Ady Barkan, a 35-year-old Yale Law School graduate who is dying from ALS, made a poignant plea for Medicare for All at Congress’ first hearing on a single-payer proposal in more than a decade.
His testimony touched on the myriad flaws of private insurance: high administrative costs, growing out-of-pocket expenses, endless bureaucratic hassles, and the restrictions even adequately insured patient like himself face in obtaining necessary care.
Yet his young family’s biggest problem, other than the sad fact that there is no cure or treatment for his debilitating disease, is the nation’s lack of a long-term care program. “ALS means paying out of pocket for almost 24-hour home care,” he said. “It costs us $9,000 a month.”
How can he afford it? “GoFundMe is a terrible substitute for smart congressional action,” he said. “We have so little time left.”
GoFundMe for the long-term care of this fatally stricken person in the few remaining years of his life. In the richest country on earth.
The event was held in the tiny hearing room of the House Rules Committee, which, as Kaiser Health News pointed out, can’t advance healthcare legislation. House Speaker Nancy Pelosi has tipped her hand. M4A legislation isn’t going anywhere in this Congress and probably won’t in the next, even if Democrats win control of both the Senate and White House and retain control of the House.
One can imagine advancing significant healthcare legislation over the objections of one or two industry stakeholders. But given the united opposition of most providers, all insurers, the drug and device industries, and most employers—not to mention significant sections of the Democratic Party—it’s not going to happen.
But that doesn’t mean the debate is a waste of time. The Medicare for All bills advanced in the Senate by presidential candidate Sen. Bernie Sanders (I-Vt.) and in the House by Reps. Pramila Jayapal (D-Wash.) and Debbie Dingell (D-Mich.) include coverage of long-term care. With 10% of the population suffering from disabilities and half the baby boom generation entering retirement without significant assets, coming up with a national plan that works is long overdue.
Detractors say the cost would be enormous, with estimates ranging as high as several hundred billion dollars a year.
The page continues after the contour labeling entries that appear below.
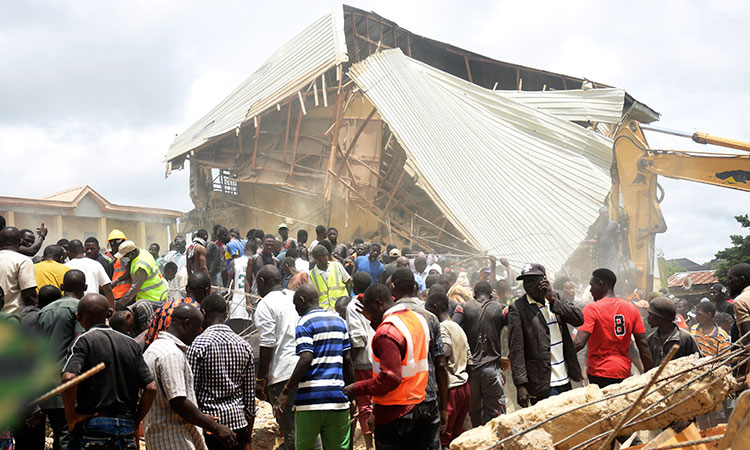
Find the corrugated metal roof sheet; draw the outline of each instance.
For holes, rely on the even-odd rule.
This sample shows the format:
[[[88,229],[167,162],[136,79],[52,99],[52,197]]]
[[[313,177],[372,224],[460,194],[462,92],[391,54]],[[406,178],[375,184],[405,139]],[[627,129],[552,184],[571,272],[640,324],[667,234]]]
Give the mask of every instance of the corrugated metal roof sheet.
[[[239,127],[346,61],[344,10],[339,5],[281,46],[234,92],[177,136],[167,161]]]
[[[625,105],[625,90],[575,89],[569,91],[495,91],[561,119],[618,123]]]
[[[719,282],[716,272],[713,270],[698,270],[694,272],[678,272],[667,280],[669,287],[684,287],[685,278],[690,278],[692,285],[714,284]]]
[[[516,267],[562,267],[609,191],[610,139],[398,49],[353,65],[349,76],[470,244]]]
Some of that would relieve states of their Medicaid obligations to help the destitute. But, as the Congressional Budget Office noted in a new review of single-payer options, “public spending would increase substantially … if everyone received long-term services and supports benefits.”
Still, an Associated Press-NORC Center for Public Affairs Research poll last year showed 76% of Democrats and 56% of Republicans favor a government long-term care program. No wonder. The private market for long-term care insurance has largely collapsed.
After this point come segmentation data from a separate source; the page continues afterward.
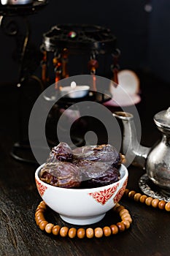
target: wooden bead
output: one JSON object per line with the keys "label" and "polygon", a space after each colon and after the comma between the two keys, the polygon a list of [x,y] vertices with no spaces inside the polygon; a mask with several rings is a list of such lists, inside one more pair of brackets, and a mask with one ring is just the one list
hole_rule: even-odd
{"label": "wooden bead", "polygon": [[124,206],[120,206],[115,209],[115,211],[118,214],[121,210],[123,210],[124,208],[125,208]]}
{"label": "wooden bead", "polygon": [[118,227],[120,232],[123,232],[125,229],[125,227],[123,222],[117,222],[116,225]]}
{"label": "wooden bead", "polygon": [[44,211],[45,210],[45,208],[44,207],[41,206],[39,206],[36,208],[36,211],[39,211],[39,210],[40,210],[40,211]]}
{"label": "wooden bead", "polygon": [[140,202],[145,203],[146,199],[147,199],[147,195],[142,195],[140,197]]}
{"label": "wooden bead", "polygon": [[165,209],[167,211],[170,211],[170,202],[168,202],[165,205]]}
{"label": "wooden bead", "polygon": [[161,201],[159,201],[158,208],[161,210],[163,210],[165,208],[165,205],[166,205],[166,202],[161,200]]}
{"label": "wooden bead", "polygon": [[68,227],[62,227],[60,230],[60,235],[62,237],[66,237],[69,231]]}
{"label": "wooden bead", "polygon": [[119,229],[116,225],[112,225],[110,228],[113,235],[116,235],[119,232]]}
{"label": "wooden bead", "polygon": [[136,194],[136,192],[134,190],[131,190],[128,192],[128,197],[129,198],[134,198],[134,195]]}
{"label": "wooden bead", "polygon": [[41,208],[42,208],[44,209],[46,209],[46,208],[47,208],[46,203],[44,201],[42,201],[39,203],[39,206],[40,206]]}
{"label": "wooden bead", "polygon": [[127,219],[123,219],[121,222],[124,224],[126,229],[129,228],[131,226],[131,223]]}
{"label": "wooden bead", "polygon": [[135,200],[136,202],[139,201],[139,200],[140,200],[140,198],[141,198],[141,196],[142,196],[141,193],[136,193],[136,194],[134,195],[134,200]]}
{"label": "wooden bead", "polygon": [[44,218],[44,214],[42,212],[38,211],[36,214],[35,214],[35,218],[36,219],[39,219],[39,218]]}
{"label": "wooden bead", "polygon": [[125,217],[123,220],[124,219],[128,220],[130,223],[132,222],[132,219],[131,217],[131,215]]}
{"label": "wooden bead", "polygon": [[45,220],[45,218],[39,218],[39,219],[36,218],[36,223],[37,226],[39,226],[39,224],[41,223],[41,222],[42,222],[43,220]]}
{"label": "wooden bead", "polygon": [[128,213],[128,212],[125,212],[122,216],[121,216],[121,219],[124,219],[125,218],[127,219],[127,217],[131,217],[131,215]]}
{"label": "wooden bead", "polygon": [[128,214],[128,211],[127,209],[123,209],[120,211],[119,213],[119,216],[121,217],[123,214],[124,214],[125,213]]}
{"label": "wooden bead", "polygon": [[101,227],[96,227],[94,230],[94,236],[97,238],[100,238],[103,236],[104,231]]}
{"label": "wooden bead", "polygon": [[86,236],[88,238],[92,238],[94,236],[94,230],[91,227],[88,227],[86,230]]}
{"label": "wooden bead", "polygon": [[53,235],[57,236],[60,232],[61,227],[58,225],[55,225],[52,229],[52,233]]}
{"label": "wooden bead", "polygon": [[[124,206],[117,203],[113,210],[119,214],[122,219],[121,222],[117,222],[116,225],[112,225],[110,227],[106,226],[103,228],[96,227],[94,230],[91,227],[87,228],[86,230],[81,227],[77,230],[75,227],[71,227],[69,229],[68,227],[61,227],[59,225],[54,225],[52,223],[48,223],[48,222],[45,220],[44,216],[45,207],[46,205],[44,202],[41,202],[38,206],[35,213],[36,224],[39,225],[39,228],[42,230],[45,230],[47,233],[52,233],[55,236],[60,234],[61,237],[66,237],[67,235],[71,238],[74,238],[76,235],[77,235],[79,238],[83,238],[85,235],[88,238],[91,238],[94,236],[96,238],[101,238],[103,235],[105,236],[109,236],[111,234],[117,234],[119,230],[120,232],[124,231],[125,229],[130,227],[130,224],[132,222],[128,211],[125,209]],[[170,207],[170,206],[167,204],[166,208],[168,211],[170,211],[169,210],[169,207]]]}
{"label": "wooden bead", "polygon": [[46,225],[48,224],[48,222],[47,222],[47,220],[42,220],[40,223],[39,223],[39,228],[42,230],[45,230]]}
{"label": "wooden bead", "polygon": [[127,196],[128,195],[128,193],[129,193],[129,191],[130,190],[128,189],[125,189],[125,190],[124,192],[124,195]]}
{"label": "wooden bead", "polygon": [[75,227],[71,227],[69,230],[69,237],[74,238],[76,236],[77,229]]}
{"label": "wooden bead", "polygon": [[77,230],[77,237],[79,238],[83,238],[85,237],[85,229],[82,228],[82,227],[79,228]]}
{"label": "wooden bead", "polygon": [[39,208],[37,211],[36,211],[35,216],[37,215],[38,214],[43,214],[44,213],[44,209],[40,209]]}
{"label": "wooden bead", "polygon": [[109,236],[112,233],[110,227],[107,226],[103,228],[103,231],[105,236]]}
{"label": "wooden bead", "polygon": [[48,233],[50,234],[52,232],[52,229],[53,227],[54,227],[53,224],[48,223],[46,225],[45,230],[47,233]]}
{"label": "wooden bead", "polygon": [[158,203],[159,203],[159,200],[157,198],[155,198],[152,200],[151,205],[152,207],[157,208],[158,206]]}
{"label": "wooden bead", "polygon": [[153,200],[153,198],[151,197],[147,197],[145,200],[146,205],[148,206],[151,206],[152,200]]}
Most of the people who sign up wind up using the benefits while the relatively healthy and the well-to-do, who can self-insure, avoid its huge premiums. Private insurance for long-term care inevitably breeds a massive adverse-selection problem.
The Legislature in Washington, whose governor, Jay Inslee, is running for president, recently passed a universal long-term care plan financed with a payroll tax of about 0.5%. Its benefits would provide up to $36,000 a year for personal assistance, whether at home, in nursing homes or at assisted-living facilities.
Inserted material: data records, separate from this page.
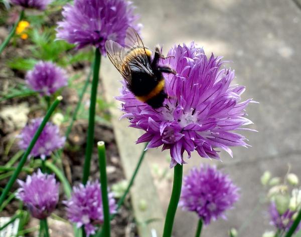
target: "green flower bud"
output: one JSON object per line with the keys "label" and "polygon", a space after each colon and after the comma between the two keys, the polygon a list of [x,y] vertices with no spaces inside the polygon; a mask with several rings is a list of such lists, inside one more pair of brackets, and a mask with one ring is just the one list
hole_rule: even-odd
{"label": "green flower bud", "polygon": [[280,215],[283,214],[288,208],[289,199],[289,196],[288,195],[277,194],[275,196],[276,208]]}
{"label": "green flower bud", "polygon": [[299,183],[298,176],[293,173],[290,173],[287,174],[286,180],[292,185],[296,185]]}
{"label": "green flower bud", "polygon": [[276,233],[273,231],[265,231],[262,234],[262,237],[274,237]]}
{"label": "green flower bud", "polygon": [[56,113],[52,116],[52,122],[57,126],[60,126],[64,121],[64,115],[61,113]]}
{"label": "green flower bud", "polygon": [[139,201],[138,206],[141,210],[144,211],[147,208],[147,202],[145,199],[142,199]]}
{"label": "green flower bud", "polygon": [[271,178],[271,174],[270,171],[266,171],[263,173],[263,174],[262,174],[262,176],[260,178],[260,180],[263,185],[265,186],[267,184],[268,180]]}
{"label": "green flower bud", "polygon": [[238,233],[237,230],[235,228],[231,228],[229,230],[229,236],[230,237],[237,237]]}
{"label": "green flower bud", "polygon": [[270,186],[275,186],[277,185],[281,182],[281,179],[279,177],[274,177],[272,178],[269,182],[268,182],[268,184]]}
Today, less than 10 million people have long-term care insurance, which is very expensive. The rest of the population relies on unpaid family caregivers or liquidating assets until they qualify for Medicaid. Talk about a death tax.
If single-payer advocates were smart, they’d break off the long-term care section of their bills, come up with a progressive, adequate tax to pay for it, and pursue it in this Congress. Why not show that single-payer can work for this crucial but missing benefit before trying it on the entire system?